The authors of a recent article from Princeton University claim that high-frequency trading (HFT) returns and durations are predictably “huge, systemic, and widespread.” Let’s see how it can help algorithmic trading companies. 

According to researchers Yacine At-Sahalia, Jianqing Fan, Lirong Xue, and Yifeng Zhou in their working paper titled “How and when are high-frequency stock returns predictable”, high-frequency trading firms can forecast the direction of a trade, over the following five seconds, with 63 percent accuracy.

The 58-page study also reveals that lower-priced companies that are “less liquid, less volatile, and less connected with the aggregate market” have more predictable returns and trade directions.

Researchers have discovered that some times of the day are more predictable than others, with the end of the trading day being one of these occasions.
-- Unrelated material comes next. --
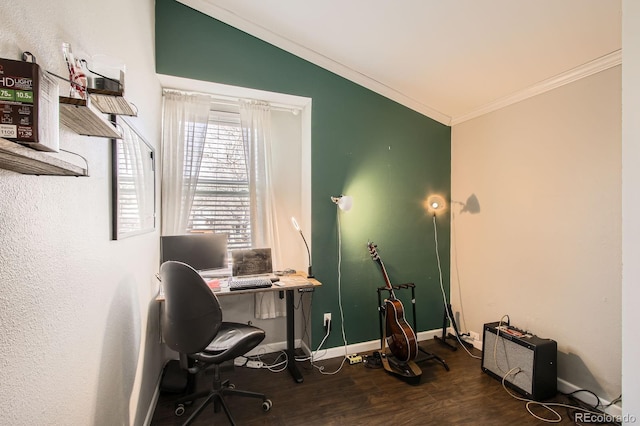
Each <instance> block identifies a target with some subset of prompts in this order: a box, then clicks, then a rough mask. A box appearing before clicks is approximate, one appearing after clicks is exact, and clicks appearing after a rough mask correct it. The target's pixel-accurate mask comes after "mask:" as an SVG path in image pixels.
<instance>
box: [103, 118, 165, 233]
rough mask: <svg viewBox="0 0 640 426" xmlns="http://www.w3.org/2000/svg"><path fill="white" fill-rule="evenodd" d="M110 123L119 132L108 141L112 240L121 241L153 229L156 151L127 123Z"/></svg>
mask: <svg viewBox="0 0 640 426" xmlns="http://www.w3.org/2000/svg"><path fill="white" fill-rule="evenodd" d="M112 119H113V121H114V122H116V124H117V126H118V128H119V129H120V130H121V131H122V138H120V139H112V140H111V161H112V185H111V187H112V202H111V204H112V210H113V211H112V225H113V226H112V239H113V240H120V239H123V238H127V237H131V236H134V235H139V234H142V233H146V232H151V231H153V230H154V229H155V227H156V173H155V170H156V167H155V149H154V148H153V146H151V145H150V144H149V143H148V142H147V141H146V140H145V139H144V138H143V137H142V135H140V133H139V132H138V131H137V130H136V129H135V128H134V127H133V126H132V125H131V123H130V122H129V121H128V120H127V119H125V118H122V117H117V118H116V117H115V116H112ZM116 120H117V121H116Z"/></svg>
The researchers note that spreads usually narrow throughout the day and that volatility is often higher at the start and finish of trading days and lower in the middle. The trading day is divided into three sessions: an opening session from 9.30 am to 10 am, a midday session from 10 am to 3 pm, and a closing session from 3.30 pm to 4 pm. They discover that returns “tend to be easier to predict in the middle of the day rather than at the beginning of the day, possibly due to large moves typically [being] concentrated during the overnight hours,” while durations are similarly predictable.
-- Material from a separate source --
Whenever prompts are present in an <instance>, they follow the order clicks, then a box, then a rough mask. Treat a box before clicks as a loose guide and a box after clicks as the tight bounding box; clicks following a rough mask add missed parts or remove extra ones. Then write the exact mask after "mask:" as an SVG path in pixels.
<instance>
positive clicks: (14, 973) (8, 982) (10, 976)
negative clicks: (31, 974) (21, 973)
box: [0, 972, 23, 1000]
Despite the higher volatility, they note that “interestingly,” “predictability at the end of the day is higher for all of the prediction issues we investigated,” “suggesting that the trading patterns at the end of the day are more constant across days.”

But predictability quickly approaches zero. The team discovers that after just five minutes, or roughly 2,000 transactions, “prediction becomes no better than a coin flip.” 

 

The effects of a delay and a look forward 

 

Other elements also influence the precision of HFT predictions. According to researchers, the most recent 10 milliseconds, or 10 transactions, account for 80% of the overall predictability. However, they also demonstrate that adding a little artificial latency to data processing ‘decreases sharply’ predictability.

The IEX Stock Exchange uses this “speed bump” concept to generate a 350-microsecond delay by adding an extra cable to its message system. The exchange claims that the idea behind the speed bump is that no market player should be able to move more quickly than the exchange itself.

The research also examines how “signal” affects order flows from various exchanges. We replicate the effect of having an (imperfect) glimpse at the incoming order flow, a look ahead ability that is frequently credited to the fastest HFTs, in terms of boosting the predictability of the subsequent returns and durations, according to the team’s report. They discover that this ‘peek’ increases price direction accuracy from 68% to 79% and return predictability from 14% to 27%. The researchers emphasize that they “take no position on whether traders have in actuality the ability to predict the direction of the incoming order flow.” Still, they assert that “what is evident is that such ability is (or would be) tremendously beneficial.”

The Princeton team describes the goals of the publication and what the research is not intended to accomplish. In their statement, they state that “this research is about quantifying the predictability in high-frequency short horizon prices, illustrating how it may be done, and evaluating the impact of diverse contexts.” The question of why there is such regularity in the first place.

The “how and when” examination in this study is a logical pre-requisite but answering the “why” question is undoubtedly intriguing as well. Furthermore, a whole different set of techniques than those used in this study would be needed to understand the underlying causes of predictability, which range from particular features of the architecture and operation of financial markets to traders’ strategies.

From January 2019 to December 2020, which encompassed the onset of the Covid-19 pandemic and what researchers refer to as the “extremely volatile environment of March and April 2020,” the team used “the complete transactions and quote data for the 101 equities that were constituents of the S&P 100 index.”